The 28-year-old singer/songwriter Devendra Banhart has been the figurehead for the wave of “New Weird Americana,” also simply termed, “Freak Folk.” Now, under the banner of a major label, Banhart, whose persona seems to put the “freak” into folk, finds himself in an interesting crossroads.
Banhart had reached an artistic pinnacle with 2004’s Niño Rojo, a unique hybrid of traditional American folk music blended with British '60s folk rock (including a generous dose of early Marc Bolan), played with an unorthodox acoustic guitar style. Though 2005’s Cripple Crow gave his songs a more expansive sheen, it lacked the charm, innocence and eccentricity of his two previous full-length releases (Niño Rojo and the superb Rejoicing in the Hands). Nor, did his direction become clearer with his disappointing, sprawling 2007 release, Smokey Rolls Down Thunder Canyon, recorded in his then-Topanga Canyon/Los Angeles home.
With his sixth full-length recording, What Will We Be, employing his touring band, consisting of drummer/percussionist Greg Rogrove, bassist Luckey Remington, guitarist Rodrigo Armarante and guitarist/producer Noah Georgeson, Banhart has created a more focused, straight-forward offering. Perhaps much of the credit deservedly falls on co-producer Paul Butler, founding member of UK’s Band of Bees, who have created their own hybrid of 60’s-era influences in a contemporary sound. From the brief, cascading piano parts on the opening pop track, “Can’t Help But Smiling” to the Jefferson Airplane-like elements of the ironically-titled “Goin’ Back,” to the funky tribute, “16th & Valencia Roxy Music” (that sounds something like TV on the Radio covering Roxy Music’s “Love is the Drug”), Butler adds subtle flourishes, while maintaining a certain consistency to the record’s whole.
This doesn’t always pan out, however, when Banhart attempts to fold songs within songs. Where the Tropicalia sub-song works in the folk fabric of “Angelika,” it doesn’t quite fit in the pseudo-heavy, Zeppelin-esque “Rats.” In fact, the two songs that are book-ended in “Rats” are better on their own. His attempt at honoring early ska/rock steady music from the Studio 1 period falls short in the record’s closer, “Foolin’,” which sounds a bit too close to the kitsch of Blondie’s “The Tide is High.”

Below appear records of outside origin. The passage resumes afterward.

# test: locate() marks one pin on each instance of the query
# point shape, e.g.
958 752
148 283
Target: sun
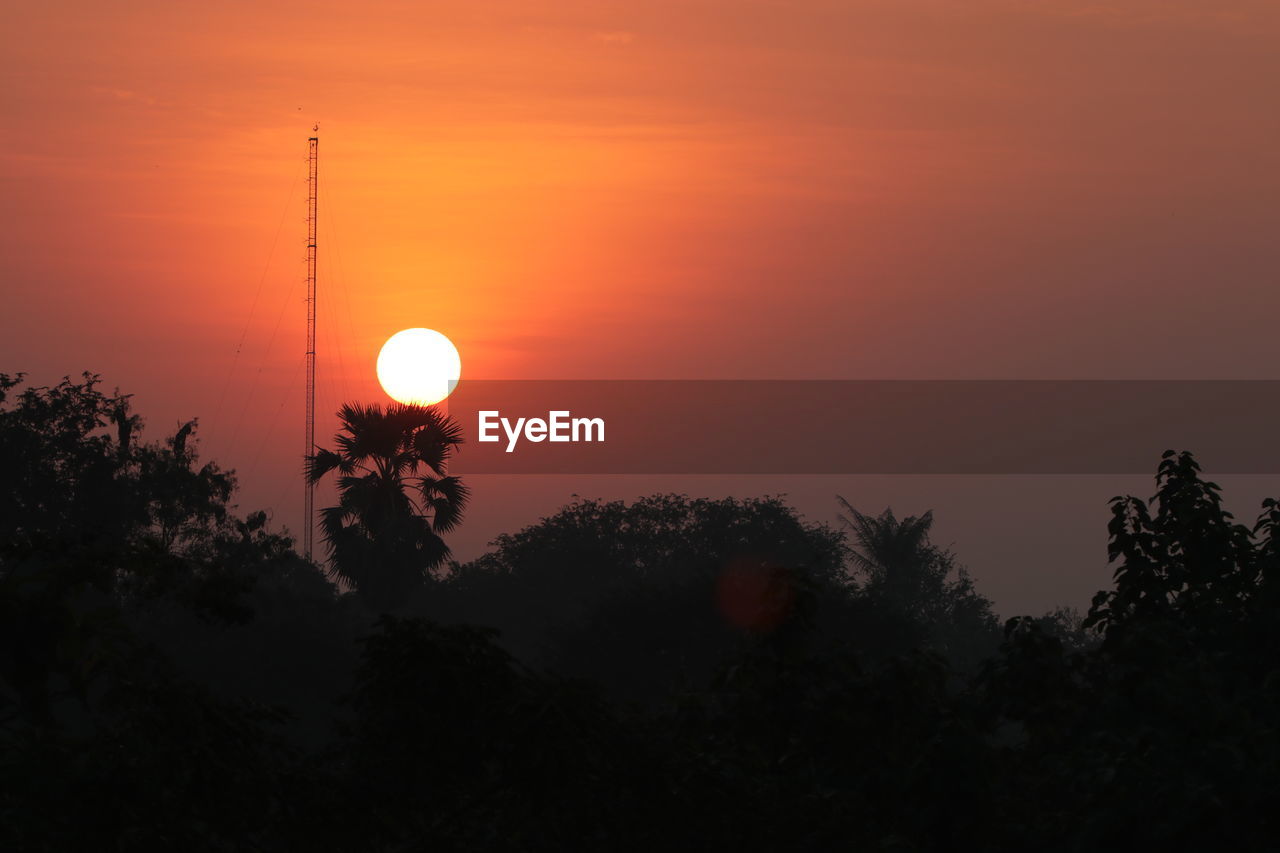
419 366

Despite these shortfalls, Banhart produces some amazing high points. The Brazilian-influenced, Spanish-sung “Brindo” is brilliant in its raw simplicity. And the quietly majestic “Meet Me at Lookout Point” blends a '60s SF/ Haight-Ashbury era arrangement with a Brian Wilson melancholy (as in “Surf’s Up”).
What Will We Be is a promising record that hedges Banhart’s more focused direction, without entirely shedding his oddball Freak Folk roots. As the title indicates, the album may be about the question of artistic identity. Hopefully by his next record, Banhart will more firmly find his – one excluding his affection for the occasional kitsch.